Darksiders III is in something of an odd position. After the studio behind the first two titles was closed, it seemed as if the series was done for. Despite this, however, a new studio with many of the same staff has defied the odds and produced the third game in the series. Is it worth playing, though? Unfortunately, the answer is probably not.
It becomes pretty clear early on that if you haven’t played the previous two Darksiders games then you’re going to be in for a tough time trying to keep up with the story in this one. After the apocalypse occurs before it was supposed to, the seven deadly sins have now obtained physical forms and are roaming an Earth now overrun by angels and demons.
In keeping with Vigil/Gunfire’s rather loose adaptation of Christian theology, Fury, the surprisingly insecure third horseman of the apocalypse (Pestilence and Famine apparently not having marketable enough names to make the cut), is sent to hunt them down. Of course, this being a Darksiders game, there will inevitably be a bunch of late twists and at least one conspiracy theory thrown in to complicate matters more. But story is perhaps not why we’re here; Darksiders III has by and large embraced its role solely as an action game this time around, having ditched most of the puzzle solving from the original Darksiders and the RPG/loot elements from Darksiders II. And, if Bayonetta has shown us anything, it’s that action games can often get by with utterly incomprehensible stories so long as the gameplay is entertaining.
When you’re not fighting something, Darksiders III
’s gameplay mostly consists of traversing the landscape, solving some very basic puzzles, and searching for bosses to kill. The game has taken a few pointers from Dark Souls
in that much of the layout revolves around finding save points from where you can level up with in-game currency obtained from killing enemies. Dying means respawning at the last save point you reached, losing all of the currency you’re currently holding, and having to travel back to the point where you died to get it back. It’s a rather questionable inclusion, and I’m not sure it really benefits an action game much to encourage a slower paced, more cautious playstyle after death, but it’s not a major problem.

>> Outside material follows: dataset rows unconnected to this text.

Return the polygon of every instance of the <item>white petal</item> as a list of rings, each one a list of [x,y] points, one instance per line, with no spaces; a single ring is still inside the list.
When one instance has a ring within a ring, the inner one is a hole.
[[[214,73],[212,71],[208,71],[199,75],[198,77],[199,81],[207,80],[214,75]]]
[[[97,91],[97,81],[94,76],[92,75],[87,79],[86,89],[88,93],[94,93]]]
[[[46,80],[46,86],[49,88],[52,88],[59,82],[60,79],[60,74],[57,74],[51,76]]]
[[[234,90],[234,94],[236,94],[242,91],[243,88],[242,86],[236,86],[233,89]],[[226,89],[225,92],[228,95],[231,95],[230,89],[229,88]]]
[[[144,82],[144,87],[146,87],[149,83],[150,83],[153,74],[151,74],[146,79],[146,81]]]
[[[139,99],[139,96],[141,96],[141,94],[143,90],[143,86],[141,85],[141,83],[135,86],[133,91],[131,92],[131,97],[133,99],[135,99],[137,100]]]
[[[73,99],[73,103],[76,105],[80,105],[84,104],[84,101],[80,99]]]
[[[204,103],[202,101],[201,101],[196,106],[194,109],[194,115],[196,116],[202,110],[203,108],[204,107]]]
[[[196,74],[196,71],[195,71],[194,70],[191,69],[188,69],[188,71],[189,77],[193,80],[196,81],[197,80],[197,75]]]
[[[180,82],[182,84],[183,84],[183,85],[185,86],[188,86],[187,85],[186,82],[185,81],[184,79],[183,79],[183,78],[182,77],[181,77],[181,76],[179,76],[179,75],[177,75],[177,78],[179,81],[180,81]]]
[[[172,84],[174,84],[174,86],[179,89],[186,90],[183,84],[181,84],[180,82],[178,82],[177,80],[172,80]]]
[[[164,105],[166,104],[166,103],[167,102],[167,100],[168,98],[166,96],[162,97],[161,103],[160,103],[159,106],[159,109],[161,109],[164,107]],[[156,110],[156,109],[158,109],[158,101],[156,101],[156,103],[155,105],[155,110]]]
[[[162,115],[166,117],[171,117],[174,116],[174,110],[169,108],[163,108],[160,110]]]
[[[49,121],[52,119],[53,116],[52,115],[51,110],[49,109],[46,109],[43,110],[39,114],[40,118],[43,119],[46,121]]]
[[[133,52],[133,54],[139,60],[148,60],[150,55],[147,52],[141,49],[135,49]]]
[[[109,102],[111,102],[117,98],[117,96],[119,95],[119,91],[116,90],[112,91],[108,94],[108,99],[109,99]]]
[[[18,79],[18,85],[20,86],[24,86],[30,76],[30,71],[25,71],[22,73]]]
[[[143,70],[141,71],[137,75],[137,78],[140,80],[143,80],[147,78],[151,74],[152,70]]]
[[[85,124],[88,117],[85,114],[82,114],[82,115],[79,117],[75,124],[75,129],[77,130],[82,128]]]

The actual combat of Darksiders III is relatively simplistic, operating on a two button system; one button for each of the two weapons you can have selected at any given time. It’s not particularly complicated, but it’s still fun enough, and there are a variety of interesting weapons and moves to play around with. Much of the skill revolves around reacting to enemy attacks and dodging at the right time; there’s a Bayonetta-esque system where the player is rewarded for dodging at the last possible moment before an attack lands. The game’s dodge is both fast and lacks many invincibility frames, which puts a heavy emphasis on quick reactions and timing. It’s not exactly complex, but dashing quickly in and out of enemy reach is certainly fun, and bosses are challenging enough to make the relatively shallow system feel rewarding. There's a pure, almost child-like sense of fun to be had from darting between enemies, racking up big combos and avoiding attacks perfectly.
I do feel that the game missed an opportunity to add some depth to its combat by not implementing directional attacks similar to those you can find in the Devil May Cry series. Darksiders III operates with a hard lock-on system, which would have allowed for the developers to expand the number of moves Fury had available relatively easily. Unfortunately, as it stands, the combat isn’t much more complex than a Warriors game, which does mean that once you’ve mastered Fury’s movement and dodging, there isn’t a lot left for you to get good at. The difficulty curve tapers off and you’re just left to steamroll through the rest of the game.
From a technical standpoint, this is one of the least impressive games you’ll find on current generation hardware. It looks like a late PS2 title, with some truly bad textures and low res environments. Even the previous Darksiders
games, which were by no means graphical powerhouses, were more impressive than this. There’s no kind way to say it: this game does not look good.
I’m usually not one to make much of a fuss about graphical fidelity in an action title, as performance is usually more important in a title that’s focused on fast movement and quick reflexes, but Darksiders III
barely manages to touch 30 FPS consistently, with plenty of framerate drops whenever things get hectic on screen. 60 FPS is the benchmark that games focused on quick movement and fast-paced melee combat should strive to reach, and 30 FPS is something I grudgingly accept as a bare minimum. This is completely unacceptable: there is simply no justification for an action game failing to even reach a locked 30 FPS on eighth gen hardware, let alone one which has its core mechanics focused around quick reactions and inputs on the player’s part.
This review is based on a digital copy of Darksiders III for the PS4, provided by the publisher.
Despite these problems, I keep coming back to the fact that the game is just fun to play, which is something that cannot be said for far too many recent mainstream releases. If you’re a fan of the series, or you’re just looking for the opportunity to beat people into the ground, you may be able to overlook the myriad of technical problems and the relative lack of complexity. For anyone else, it’s hard to recommend dropping $60 on this. If you don’t already like hack and slash titles, and the Darksiders
series specifically, this third installment certainly won’t make you a fan.